USPS will use the contract to expand its Postal Routed Network (PRN) from the current 550 sites to 34,000. The contractor, which will own and operate the PRN, is expected to provide dedicated network connectivity to 7,000 sites within a two-year time frame and switched networks or other low-cost connectivity at up to 27,000 smaller sites.
The MNS contract will allow USPS to "update services we offer from our counters, to bring that on-line [in order] to better control products we sell and [to] track services we're offering," said Dan McPhillips, acting manager of USPS' National Network Service Center in Raleigh, N.C., which will oversee the services to be provided under the contract.
Expanding the PRN will allow USPS to extend existing links among district offices, processing and distribution plants and other large facilities to the associate-level offices, which include post offices, branches and stations.

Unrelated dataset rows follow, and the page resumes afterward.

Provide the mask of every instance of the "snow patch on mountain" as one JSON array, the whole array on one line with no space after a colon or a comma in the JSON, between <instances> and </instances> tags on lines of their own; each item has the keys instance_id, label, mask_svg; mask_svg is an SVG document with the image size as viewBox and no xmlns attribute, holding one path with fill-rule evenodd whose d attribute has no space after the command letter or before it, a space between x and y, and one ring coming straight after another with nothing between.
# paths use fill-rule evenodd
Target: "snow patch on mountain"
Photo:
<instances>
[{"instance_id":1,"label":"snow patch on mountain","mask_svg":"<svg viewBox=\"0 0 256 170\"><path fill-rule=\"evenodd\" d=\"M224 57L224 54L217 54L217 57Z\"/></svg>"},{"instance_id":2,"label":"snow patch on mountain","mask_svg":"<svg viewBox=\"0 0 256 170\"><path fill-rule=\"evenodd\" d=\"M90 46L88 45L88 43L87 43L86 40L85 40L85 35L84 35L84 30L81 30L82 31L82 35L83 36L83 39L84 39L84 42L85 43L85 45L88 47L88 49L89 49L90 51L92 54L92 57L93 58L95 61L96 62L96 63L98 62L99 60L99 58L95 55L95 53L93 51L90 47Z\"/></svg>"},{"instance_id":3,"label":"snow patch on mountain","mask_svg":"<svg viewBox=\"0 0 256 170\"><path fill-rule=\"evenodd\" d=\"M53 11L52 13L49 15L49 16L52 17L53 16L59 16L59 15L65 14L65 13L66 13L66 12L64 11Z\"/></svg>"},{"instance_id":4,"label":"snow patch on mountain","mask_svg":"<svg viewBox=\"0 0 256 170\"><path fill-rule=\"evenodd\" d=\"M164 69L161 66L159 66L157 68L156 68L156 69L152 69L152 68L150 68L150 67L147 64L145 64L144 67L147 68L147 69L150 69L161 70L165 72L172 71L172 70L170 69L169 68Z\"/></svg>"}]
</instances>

MNS will support new infrastructure projects, including the Point of Service (POS) I system, which will replace aging Integrated Retail Terminals with 85,000 new POS I terminals starting this summer.
Work under the 11-year, single-award contract covers cabling, network design, installation and services, network management and operations, and infrastructure equipment deployment. The National Network Service Center currently manages the PRN.

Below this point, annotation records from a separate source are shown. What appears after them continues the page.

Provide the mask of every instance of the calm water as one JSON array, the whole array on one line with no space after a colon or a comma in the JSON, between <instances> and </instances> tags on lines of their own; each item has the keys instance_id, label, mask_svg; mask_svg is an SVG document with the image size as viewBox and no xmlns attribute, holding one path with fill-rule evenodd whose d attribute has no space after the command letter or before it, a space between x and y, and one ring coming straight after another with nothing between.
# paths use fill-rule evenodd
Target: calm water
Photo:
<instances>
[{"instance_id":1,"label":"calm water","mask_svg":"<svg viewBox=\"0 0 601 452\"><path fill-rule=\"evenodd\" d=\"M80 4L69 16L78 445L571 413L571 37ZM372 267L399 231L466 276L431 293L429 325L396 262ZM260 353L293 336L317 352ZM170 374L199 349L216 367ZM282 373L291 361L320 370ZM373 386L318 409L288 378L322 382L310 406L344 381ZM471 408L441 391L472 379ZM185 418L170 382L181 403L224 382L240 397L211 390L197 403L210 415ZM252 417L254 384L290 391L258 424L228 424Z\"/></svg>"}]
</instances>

"What we are doing is placing the corporate infrastructure in post offices and providing it as a corporate utility so applications can plug into that," said Ray Morgan, manage of information technology plans and standards at USPS. "The [PRN] infrastructure will enable post offices to access corporate databases that they don't have access to now."
Three Tiers for PRN
These databases hold information on any service that is offered at post offices, including rates and permit mailings.
The PRN is designed as a three-tiered routed network based on Bay Networks (formerly Wellfleet) routers. The first tier is a private, frame-relay meshed network consisting of 15 nodes, the second tier that connects 100 sites will soon be all public frame relay, and the 400-plus sites in the third tier connect to the network via T-1 links.
USPS decided to outsource the contract because it does not have the resources to implement a project of this size on its own, especially at the pace that was called for.
"We felt the industry is well-positioned to provide the service that we have been providing ourselves," Morgan said.
Systems integrators have already expressed interest in the contract.
"In our view, we see it as [being worth] greater than half a billion dollars," said Pat Ways, group vice president of business development at Computer Sciences Corp. "We are making a decision about bidding it. I believe we probably will."
Bay Networks wants to be part of a team, said Rob Wood, national account manager at the company, who also estimated the contract at more than half a billion dollars.
"The most interesting characteristic of this is the sheer size; it's enormous," Wood said. "USPS is present in almost 37,000 locations around the country, so anything they do gets done in a big way."